Community nursing is a particular area of concern and those services could end up being rationed, Marquis said. “Everyone automatically thinks about hospitals, but staff shortages aren’t just affecting hospitals. Limiting the number of community services that are available will possibly need to be considered.”

Stephen T Chandler, president of the Association of Directors of Adult Social Services, also warned that social care provided in people’s homes could be badly hit by the Omicron wave.

“In some places, people are having to wait longer to be discharged from hospital or may be waiting longer for people to come out and assess them. In some instances, it will result in some services being unavailable in the short term and that’s what we mean by rationing,” he said.

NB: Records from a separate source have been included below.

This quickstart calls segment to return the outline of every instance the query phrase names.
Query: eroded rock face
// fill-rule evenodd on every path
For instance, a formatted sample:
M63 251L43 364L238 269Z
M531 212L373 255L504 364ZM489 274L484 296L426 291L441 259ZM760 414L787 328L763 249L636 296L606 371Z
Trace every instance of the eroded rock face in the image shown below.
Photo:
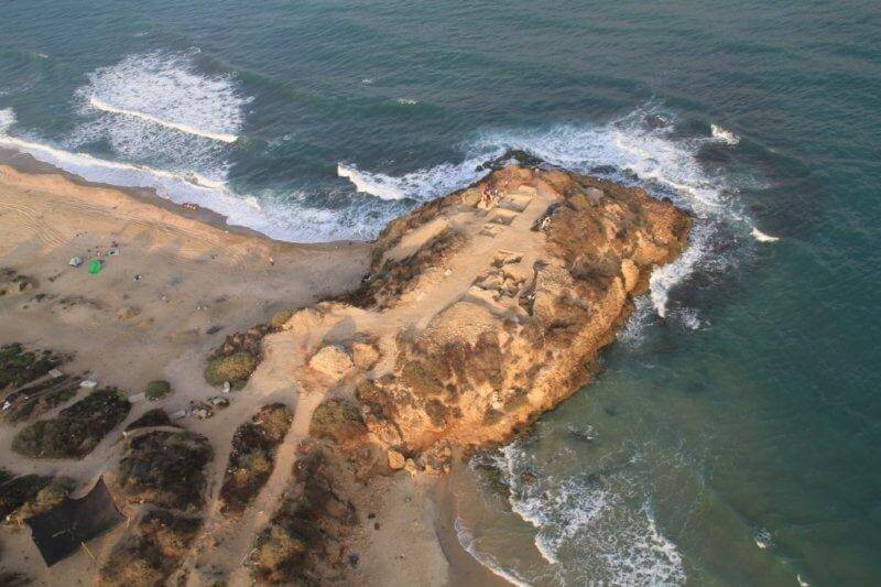
M497 171L391 222L358 292L294 313L309 365L334 376L308 389L355 399L371 441L402 455L502 441L588 380L689 227L642 189ZM351 361L363 339L377 359Z
M520 166L391 222L358 291L263 339L255 388L293 379L317 407L300 489L255 542L257 583L342 576L363 485L446 471L457 446L505 441L586 383L690 224L641 189ZM302 499L314 480L333 499Z

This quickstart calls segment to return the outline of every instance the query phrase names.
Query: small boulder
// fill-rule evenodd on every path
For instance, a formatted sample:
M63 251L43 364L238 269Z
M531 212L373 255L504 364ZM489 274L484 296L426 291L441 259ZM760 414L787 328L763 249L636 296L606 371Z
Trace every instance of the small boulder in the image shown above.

A day care facility in Oxfordshire has already had to temporarily close due to staff shortages, he said. Homecare is likely to be badly affected, as it is harder to redeploy staff.

“The best-case scenario would be a stranger would come into your home who is not familiar with your care and the worst case is the number of visits having to be reduced,” he said.

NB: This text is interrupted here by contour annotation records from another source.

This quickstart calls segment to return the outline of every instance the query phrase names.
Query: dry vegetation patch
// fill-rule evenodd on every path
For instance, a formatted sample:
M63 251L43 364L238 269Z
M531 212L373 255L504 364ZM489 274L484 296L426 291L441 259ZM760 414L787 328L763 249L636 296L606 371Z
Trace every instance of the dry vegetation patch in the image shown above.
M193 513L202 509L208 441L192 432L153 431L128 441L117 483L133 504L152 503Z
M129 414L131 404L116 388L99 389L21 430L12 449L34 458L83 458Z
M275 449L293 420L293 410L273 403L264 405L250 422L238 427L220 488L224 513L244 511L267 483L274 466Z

Chandler said care provided in the community plays a crucial role in protecting the NHS as it can reduce the number of people visiting hospital. “This is why it is so critical that you don’t have anything happening that would risk that,” he said.

Meanwhile, Dr Chaand Nagpaul, chair of the council of the British Medical Association, warned that GPs are being hit by staff shortages and said the government’s focus solely on hospitalisation data when making decisions about further Covid restrictions was shortsighted.

Nagpaul said: “To me the elephant in the room is the alarming levels of NHS staff shortages, and hospital data do not include general practice, which is being impacted significantly.”

The BMA has been told that large numbers of appointments are being cancelled as a result. “We’re also seeing cancellation of clinics for blood tests, for example where nurses are off sick. Reception staff are also going off sick, which means phones are going unanswered.”

When people can’t get GP appointments, A&E visits usually increase, so there is a knock-on effect on hospitals. “The government’s focus purely on hospital absence and Omicron hospitalisation is missing the larger picture of the impact on general practice, which is for patients that first point of contact.”

Public transport also continues to experience pressure due to Covid-related staff shortages. The Rail Delivery Group, the British rail industry membership body, said that on Monday 6.8% of trains were cancelled, up from an average of 5.4% in the seven days to Friday 24 December. The annual average of cancellations is 2.9%.

A spokesperson said: “Our staff are working in difficult circumstances and, like everyone else, they are susceptible to the virus.”

Waste collection services also continue to be disrupted in some areas of the country, with Basingstoke and Deane borough council having had to announce on Christmas Eve that some collections may not take place owing to Covid-related staffing issues.

Bin collections for Cambridge and South Cambridgeshire between Christmas and the new year also had to be revised, with some collection dates delayed by five days.

Green bin collections in the area were suspended from 13 December due to the number of absent drivers and loaders, particularly due to Covid-19 or self-isolation, the Greater Cambridge Shared Waste Service said, with rounds not due to return to normal before 24 January.